Though MFIs have urged banks not to stop funding them, the former have, in principle, decided to wait till January-end next year, when the Reserve Bank of India's (RBI) appointed Y. H. Malegam Committee, constituted to study the sector and suggest ways to make interest rates charged by MFIs reasonable, comes out with its report.
"We have not refused to fund MFIs, but instead have asked them to hold for a while. We are not turning down proposals from MFIs for fund. But we would wait for the RBI's Malegam Committee report. There will be more clarity after that. Multiple lending created a bubble," Axis Bank President (agri & rural banking) S. K. Mitra told Mail Today on the sidelines of the India Economic Summit.
He further said the banks have a stake of over Rs 26,000 crore in MFIs.
"We have a stake of around Rs 1,600 crore in MFIs and our immediate concern is to get back our money," he added.
They raise 75-80 per cent of their funds via bank borrowings, 15 per cent from equity and another 10 per cent from other sources like cash securities. Interest rates charged by MFIs vary between 18 per cent and 32 per cent, bankers said.
The banks have been lending to MFIs at 10.5 per cent to 12 per cent till now. The institutions later dispersed small loans to especially the poor at over 34 per cent per annum.
Mitra said the banks will also rate MFIs according to the practices they follow and also based on performance.
"We had not actually read the situation well earlier. We will now differentiate between MFIs which are charging more and those charging less. The latter will get the benefit," he pointed out.
Despite all odds, the banking industry sees a bright future ahead for the MFIs in India. "The future of MFIs is bright. We are not so enterprising as MFIs. Banks can do it for some time, but I am not sure if commercial banks will stand by the poor," he added.
MFIs now face massive fund crunch, as the recovery process has slowed down, following restrictions from the government. The institutions are also seeking emergency funding from banks after defaults jumped amid a clampdown on lending practices.
The lenders are seeking Rs 1,000 crore to set up an emergency liquidity fund, Vijay Mahajan, head of the Microfinance Institutions Network (MFIN) said.
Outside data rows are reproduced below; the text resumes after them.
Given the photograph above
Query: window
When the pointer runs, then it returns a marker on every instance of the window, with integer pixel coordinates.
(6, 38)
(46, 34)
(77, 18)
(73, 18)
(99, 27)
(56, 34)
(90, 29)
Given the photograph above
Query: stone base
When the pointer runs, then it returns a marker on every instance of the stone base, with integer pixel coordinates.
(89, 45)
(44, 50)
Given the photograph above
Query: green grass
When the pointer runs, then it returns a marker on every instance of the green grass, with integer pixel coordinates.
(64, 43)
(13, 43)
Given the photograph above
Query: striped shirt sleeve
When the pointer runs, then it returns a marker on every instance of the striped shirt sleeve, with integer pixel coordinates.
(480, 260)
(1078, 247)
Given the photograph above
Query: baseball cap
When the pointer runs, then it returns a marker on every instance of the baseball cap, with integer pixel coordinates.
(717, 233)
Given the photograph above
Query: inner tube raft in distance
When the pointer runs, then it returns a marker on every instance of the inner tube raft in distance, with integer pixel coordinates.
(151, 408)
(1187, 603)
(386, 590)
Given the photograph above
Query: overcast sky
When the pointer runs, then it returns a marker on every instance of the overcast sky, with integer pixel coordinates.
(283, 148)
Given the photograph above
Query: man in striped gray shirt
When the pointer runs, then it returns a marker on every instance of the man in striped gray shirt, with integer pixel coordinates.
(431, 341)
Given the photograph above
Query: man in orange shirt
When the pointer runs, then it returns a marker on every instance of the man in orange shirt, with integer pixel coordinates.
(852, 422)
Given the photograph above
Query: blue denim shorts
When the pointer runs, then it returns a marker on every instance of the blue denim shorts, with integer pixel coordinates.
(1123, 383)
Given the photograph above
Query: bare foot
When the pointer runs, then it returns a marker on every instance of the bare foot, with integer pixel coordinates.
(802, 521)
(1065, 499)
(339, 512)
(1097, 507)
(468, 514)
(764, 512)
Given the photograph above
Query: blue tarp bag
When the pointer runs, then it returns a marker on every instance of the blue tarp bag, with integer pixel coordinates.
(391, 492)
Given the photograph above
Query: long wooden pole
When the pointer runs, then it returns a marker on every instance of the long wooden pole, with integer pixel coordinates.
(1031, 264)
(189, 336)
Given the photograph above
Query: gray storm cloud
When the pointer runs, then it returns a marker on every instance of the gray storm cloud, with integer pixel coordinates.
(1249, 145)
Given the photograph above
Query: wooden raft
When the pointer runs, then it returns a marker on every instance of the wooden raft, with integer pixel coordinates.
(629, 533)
MFIN is an industry body of micro-lenders.
The network is currently working with multiple credit bureaus that will enable them to share data on borrowers' loan histories by April 2011. The bureau would be in a position to provide data to MFIs for their credit decision-making process.
Vikram Akula, founder and chairperson of SKS Microfinance, told delegates at the India Economic Summit that RBI should allow MFIs to serve as Banking Correspondents. This would help in mobilising savings from the poor.
Akula said savings as a non-credit product is more important to the poor than credit, as they do not have safe places to put their saved incomes.